“Oh! You paid for it,” nodded the passenger.

“I did not. Captain Gray did. You see it was this way. The captain paid for six cans of baked beans, but they gave him only five cans. The colored gentleman in the diner cheated us out of one can, and probably pocketed the difference, so I sort of helped myself to a pudding to even things up.”

“Humph! You are a young man of unusual ability. You should have been a lawyer.”

“I know it,” admitted Chunky.

An exclamation from Ford interrupted the conversation. The sheriff had picked up a handkerchief which Tom thought belonged to Hippy Wingate. They believed that the lieutenant had dropped it purposely, knowing full well that pursuit would follow promptly when his friends discovered that he was missing.

“We are on the trail all right,” cried the sheriff. “Look sharp and don’t make much noise about it, either.”

Daybreak found the outfit still in the saddle.
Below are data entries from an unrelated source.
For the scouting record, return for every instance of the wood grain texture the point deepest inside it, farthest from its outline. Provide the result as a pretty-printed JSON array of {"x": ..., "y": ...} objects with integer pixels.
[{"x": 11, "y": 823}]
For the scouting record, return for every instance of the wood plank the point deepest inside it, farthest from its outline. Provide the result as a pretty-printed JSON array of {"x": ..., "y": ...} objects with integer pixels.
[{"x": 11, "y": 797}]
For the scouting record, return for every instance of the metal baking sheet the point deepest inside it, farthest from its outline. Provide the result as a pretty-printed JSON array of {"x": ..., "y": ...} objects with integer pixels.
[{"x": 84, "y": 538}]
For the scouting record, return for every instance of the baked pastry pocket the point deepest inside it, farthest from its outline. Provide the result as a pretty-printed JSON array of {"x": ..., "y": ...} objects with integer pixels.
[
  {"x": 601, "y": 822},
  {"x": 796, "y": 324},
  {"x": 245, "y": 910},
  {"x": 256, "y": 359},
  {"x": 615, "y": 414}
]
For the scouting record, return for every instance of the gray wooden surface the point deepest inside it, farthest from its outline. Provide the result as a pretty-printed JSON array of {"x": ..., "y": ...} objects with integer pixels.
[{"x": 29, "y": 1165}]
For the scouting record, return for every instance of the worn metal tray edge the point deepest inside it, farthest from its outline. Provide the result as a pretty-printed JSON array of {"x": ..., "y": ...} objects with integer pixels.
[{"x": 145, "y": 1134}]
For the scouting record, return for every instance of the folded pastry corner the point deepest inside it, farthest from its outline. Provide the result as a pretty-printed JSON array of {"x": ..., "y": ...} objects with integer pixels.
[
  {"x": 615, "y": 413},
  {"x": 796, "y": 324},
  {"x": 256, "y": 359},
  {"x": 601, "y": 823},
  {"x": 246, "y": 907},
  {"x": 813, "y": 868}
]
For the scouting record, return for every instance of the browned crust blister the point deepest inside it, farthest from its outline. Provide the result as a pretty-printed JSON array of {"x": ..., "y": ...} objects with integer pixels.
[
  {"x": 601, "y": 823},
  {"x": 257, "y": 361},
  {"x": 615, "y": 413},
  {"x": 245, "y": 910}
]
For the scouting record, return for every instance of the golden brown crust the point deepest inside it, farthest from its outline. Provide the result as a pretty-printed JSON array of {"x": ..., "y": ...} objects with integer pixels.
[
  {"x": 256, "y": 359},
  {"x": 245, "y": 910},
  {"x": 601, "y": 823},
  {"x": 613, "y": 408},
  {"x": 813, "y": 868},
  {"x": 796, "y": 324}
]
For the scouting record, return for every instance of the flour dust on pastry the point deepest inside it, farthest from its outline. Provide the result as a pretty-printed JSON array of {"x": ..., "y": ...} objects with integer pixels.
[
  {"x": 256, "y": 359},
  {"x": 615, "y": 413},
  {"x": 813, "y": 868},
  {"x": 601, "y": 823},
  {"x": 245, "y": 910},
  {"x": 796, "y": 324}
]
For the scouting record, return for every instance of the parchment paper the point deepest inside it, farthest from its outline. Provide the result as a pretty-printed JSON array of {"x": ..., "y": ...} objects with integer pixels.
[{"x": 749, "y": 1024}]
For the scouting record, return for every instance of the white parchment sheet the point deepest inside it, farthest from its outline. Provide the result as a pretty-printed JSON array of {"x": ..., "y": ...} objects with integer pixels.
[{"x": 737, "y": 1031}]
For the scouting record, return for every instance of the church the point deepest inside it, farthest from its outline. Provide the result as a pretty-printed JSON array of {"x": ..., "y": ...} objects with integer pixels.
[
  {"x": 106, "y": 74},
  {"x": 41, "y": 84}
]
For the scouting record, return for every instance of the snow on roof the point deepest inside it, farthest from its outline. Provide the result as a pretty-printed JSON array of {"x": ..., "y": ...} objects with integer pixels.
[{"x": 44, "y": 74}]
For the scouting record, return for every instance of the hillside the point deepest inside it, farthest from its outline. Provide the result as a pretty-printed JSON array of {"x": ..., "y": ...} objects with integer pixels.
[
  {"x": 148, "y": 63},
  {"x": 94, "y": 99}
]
Now that they could see, Ford threw away the lantern, and, after watering their ponies at a mountain spring, they pressed on with all speed. The men ate a cold breakfast in the saddle, there being no time to waste in halting to cook breakfast. Further, the smoke from a camp-fire would be a danger signal to the men for whom they were searching.

About nine o’clock in the morning the sheriff and Tom found a split-trail. The two trails led up a steep incline to a small plateau. There they discovered the remains of a camp-fire. Ford dismounted and ran his fingers through the ashes.

“There has been a fire here within a few hours,” he announced.

“And the trail has gone to pieces,” added Stacy Brown who had got down from his pony and begun nosing about.